I wonder about the future of the American missionary. When we are asked about our plans for future terms and career paths I wonder how much we really know about where things are headed. Do you see what I see?
The year is 203AD and a small group of professing Christians are rounded up and put into house arrest. If they deny Christ then they will be set free. In response, they hold a baptismal service. For their profession of faith displayed publically in Baptism they are thrown in prison and sentenced to death in a coliseum by wild beasts such as leopards and bulls. A young woman named Felicity is among those sentenced to death. An ancient document writes of her saying, “She was pregnant when she was first arrested, and now she was in her eighth month. As the day of the show drew near she became deeply distressed. She feared her swollen belly would delay her martyrdom because it is against the law to publicly punish pregnant women. And so, two days before the games began, they (the imprisoned group of Christians) joined together and poured out their prayer to the Lord in a single united groan. Immediately after the prayer Felicity’s birth pangs came on strong.” Her miraculous answer to prayer allowed her to be killed as a martyr alongside the other Christians because she wasn’t pregnant anymore. In fact, together they hoped that in their beatings beforehand they might be whipped because they wanted to share in the same sufferings of Christ as he experienced during His journey to the cross.
Over 1,500 years later, the year is 1743 and David Brainerd is not your average colonist. At a time when the colonies were just beginning their revolt against Britain, Brainerd took the Gospel to Native American Indians scattered across the Northeast. He traveled in and out of communities preaching and establishing Christian communities. The writings of David Brainerd have influenced generations of future missionaries. At the young age of only 29 Brainerd lost his life to illness. During his decline in health he wrote of his death saying, “I have never been frightened; but, on the contrary, at times much delighted with a view of its approach.” He was a man on a mission and his entire focus was given over the work of the Kingdom of God. Brainerd was commissioned and sent out by a Church passionate about pushing the light of the Gospel into the untouched forests and fields of their infant country.
I wonder where we are today. We’ve come from an early Church that matured in the blood of her martyrs. We were strengthened by centuries of sacrifice, steadfastness in the faith and the enduring of suffering and persecution. We stand on the shoulders of missionaries and horse-riding preachers who took the Gospel to every corner of our country. We are planted in the soil tilled and nurtured by authors and thinkers and Godly leaders who lived for Christ alone. Who are we today?
I wonder about the future of American missions.

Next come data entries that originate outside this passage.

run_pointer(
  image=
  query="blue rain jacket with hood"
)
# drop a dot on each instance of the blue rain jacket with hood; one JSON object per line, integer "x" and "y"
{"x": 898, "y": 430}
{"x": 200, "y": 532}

My mind is full and my chest is churning as I admire the work of all those who came before me. I’m intimidated and impressed by them. God has used their lives to write an incredible story. I want to contribute something to that very story. I want to add a letter. A comma. Something. I want to scratch something on its surface if only to contribute the thinnest thread or the smallest stone to the Kingdom of God. I’m proud of the work my family has been a part of so far. I’m happy with it. I’m excited about it. I look at other missionaries and I’m excited about their work too. I’m proud of them. And then I step back and think about where the Church is today and where we are going and I wonder what is to come of the American missionary. I wonder if I was born just in time to watch the end (or maybe the beginning of the end) of the great American missions movement. I watch great missionaries struggle to stay funded enough to even stay on the field. I watch them come to the field without the money to stay a full term and then I watch them leave early. I watch incredible projects shut down from lack of interest and funding. I cringe at my own family’s difficult road of fundraising in the midst of so much public excitement. Missionaries compete with coffee, movies, cars, loans, purses and whatever else is found on Amazon or a store shelf. Organizations gather missionaries regularly to discuss strategies for fundraising. Strategies! A Church that was born from martyrs now struggles to send missionaries if they don’t have the right strategy. Are you seeing what I’m seeing?
I’m not sure what to tell my kids when they say they want to be missionaries, too. I’m not sure what to tell my organization when they talk about career paths or future goals. I’m not sure what to tell you when you ask me how long we plan to do this. I wonder about the future of the American missionary. Maybe we will be fine. Maybe the next decade will bring great revival. I hope so.